Slowly and a little guardedly Jessie began to sit up straight. She now fixed her eyes on his, full of surprise, but without fear or repugnance.

“There’s no one in the whole world that I get any pleasure writing letters to,” he continued. “So when I meet a person as fine as you, I don’t want to lose the chance to know you better. And so that we can get to be . . . almost friends, I want to tell you who I am and what I’m interested in. Is that all right?”

Jessie blushed slightly. “Yes,” she said.

“Well, as I said, my name is George Marvin Brush. I’m twenty-three years old. I graduated two years ago from the Shiloh Baptist College in Walling, South Dakota.
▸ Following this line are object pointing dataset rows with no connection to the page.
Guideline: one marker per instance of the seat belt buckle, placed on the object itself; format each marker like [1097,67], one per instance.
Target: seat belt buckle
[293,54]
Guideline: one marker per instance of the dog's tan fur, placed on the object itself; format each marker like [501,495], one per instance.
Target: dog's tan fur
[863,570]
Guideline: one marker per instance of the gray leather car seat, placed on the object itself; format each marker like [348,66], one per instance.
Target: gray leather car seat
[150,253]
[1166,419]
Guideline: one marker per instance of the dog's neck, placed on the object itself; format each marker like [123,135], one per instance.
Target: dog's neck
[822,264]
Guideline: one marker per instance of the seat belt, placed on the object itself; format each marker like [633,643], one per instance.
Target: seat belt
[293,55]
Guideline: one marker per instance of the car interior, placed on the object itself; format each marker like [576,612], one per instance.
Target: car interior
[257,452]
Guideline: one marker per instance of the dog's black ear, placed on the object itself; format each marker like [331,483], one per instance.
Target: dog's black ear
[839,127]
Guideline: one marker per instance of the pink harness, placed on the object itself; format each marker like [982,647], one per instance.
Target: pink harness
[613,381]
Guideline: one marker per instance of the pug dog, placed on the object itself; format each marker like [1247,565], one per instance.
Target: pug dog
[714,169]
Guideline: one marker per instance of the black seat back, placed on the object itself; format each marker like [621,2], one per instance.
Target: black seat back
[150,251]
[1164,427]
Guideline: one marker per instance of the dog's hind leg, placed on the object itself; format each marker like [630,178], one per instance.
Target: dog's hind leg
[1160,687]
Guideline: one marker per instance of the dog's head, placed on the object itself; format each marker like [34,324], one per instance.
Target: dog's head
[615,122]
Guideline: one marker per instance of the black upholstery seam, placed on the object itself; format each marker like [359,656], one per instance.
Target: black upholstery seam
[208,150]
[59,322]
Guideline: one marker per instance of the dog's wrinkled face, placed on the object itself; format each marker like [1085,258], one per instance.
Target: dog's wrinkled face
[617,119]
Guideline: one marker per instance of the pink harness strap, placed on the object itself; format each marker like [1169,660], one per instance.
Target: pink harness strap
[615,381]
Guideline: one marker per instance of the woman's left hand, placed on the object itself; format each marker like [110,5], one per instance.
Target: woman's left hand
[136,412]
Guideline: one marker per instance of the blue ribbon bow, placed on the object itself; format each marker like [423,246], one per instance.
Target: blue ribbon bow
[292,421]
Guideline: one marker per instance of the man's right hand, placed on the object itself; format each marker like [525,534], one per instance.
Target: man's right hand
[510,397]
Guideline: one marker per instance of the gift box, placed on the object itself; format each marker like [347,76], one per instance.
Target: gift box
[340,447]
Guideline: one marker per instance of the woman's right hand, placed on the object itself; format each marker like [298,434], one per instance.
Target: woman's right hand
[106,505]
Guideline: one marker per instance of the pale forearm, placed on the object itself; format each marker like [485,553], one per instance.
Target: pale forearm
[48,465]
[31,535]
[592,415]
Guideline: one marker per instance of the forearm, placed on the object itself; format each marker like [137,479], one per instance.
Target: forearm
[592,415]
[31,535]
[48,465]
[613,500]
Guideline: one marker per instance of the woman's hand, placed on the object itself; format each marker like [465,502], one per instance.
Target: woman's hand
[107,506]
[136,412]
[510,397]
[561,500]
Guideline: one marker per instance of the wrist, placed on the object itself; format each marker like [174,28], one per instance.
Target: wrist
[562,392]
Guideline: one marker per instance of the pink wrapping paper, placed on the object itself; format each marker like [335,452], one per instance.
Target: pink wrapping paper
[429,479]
I’m a Baptist and I’m pretty religious. I grew up on a farm in Michigan . . . Can I ask you to tell me a few things like that about yourself?”

The girl drew in her chin abruptly, as though she were about to make a rude answer. She thought better of it, however, and said, with only a touch of curtness: “My name is Jessie Mayhew. I’m twenty-two years old. I’m a senior at McKenna College in Ohio. When I graduate I’m going to be a teacher. I’m Methodist.”

The gray eyes looked coolly into the blue.

“Can I ask you . . . have you a father and mother?”

“No,” said Jessie. After a pause she added, with assumed casualness: “I was brought up in an orphanage and then I was adopted by some people who died. I’ve supported myself since second year high school.”

“I guess we’re pretty much alike in some ways,” said Brush. The ticking of the alarm clock on the mantel filled the room. “There isn’t much more to tell about me. I grew up on the farm. I’ve got a father and mother and two brothers, both older. One of my brothers went away to be a sailor; the other’s still on the farm. I go back to see them Christmas, but . . . you know, I feel like an orphan, too, almost. I love’m, of course, but always there is a kind of wall between them and me. You see, they didn’t want me to go to college.” He scanned her face to see the effect of this severe indictment. “So I worked my way through, just as you’ve been doing. You’d know that I’m not bragging when I tell you that I got the highest grades of anybody, and I was captain of track. I’d have been captain of football and baseball, too, only, working all the time, I didn’t have time for practice and I had to drop them. I know without your telling me that you get high grades.”

“Yes,” said Jessie, reddening again, “I got all A’s.”

Brush smiled. He smiled very seldom. “Before I ask you to let me write you letters,” he continued, “it’s only fair I tell you my faults. I think you ought to know that there are some things about me that are hard to like. What I mean is that people are always getting mad at me and . . . even disgusted. But before I tell you my faults, I want you to know that since my conversion I haven’t done anything bad intentionally. Naturally I haven’t told a lie, except one, when I told a man that I’d once been to New York City. The next day I went back to the town where he was and told him I hadn’t. And my other faults, like saying things in a temper and being tight with money, I’ve always apologized for those pretty soon after.”

“Why do people get disgusted with you?” asked Jessie.

“Because my ideas aren’t the same as other people’s. For instance, I was put in jail the other day because they didn’t like my ideas about money.” Whereupon he told the whole story of his arrest in Armina, adding to it accounts of his theories of voluntary poverty, pacifism, the punishment of criminals, and the story of his previous incarceration. “But even when I don’t get taken to jail,” he concluded, “I’ve always been called crazy. Do you see what I mean.”

“Yes.”

“Does that make you think I’m an . . . an inconvenient sort of person to know?”

“No.”

“I don’t mind my friends telling me once in a while that I’m crazy—as a joke, you know—but do you think . . . have you begun to feel like calling me crazy in earnest?”

“No,” said Jessie. “I don’t care anything what other people think. I like people to be different.”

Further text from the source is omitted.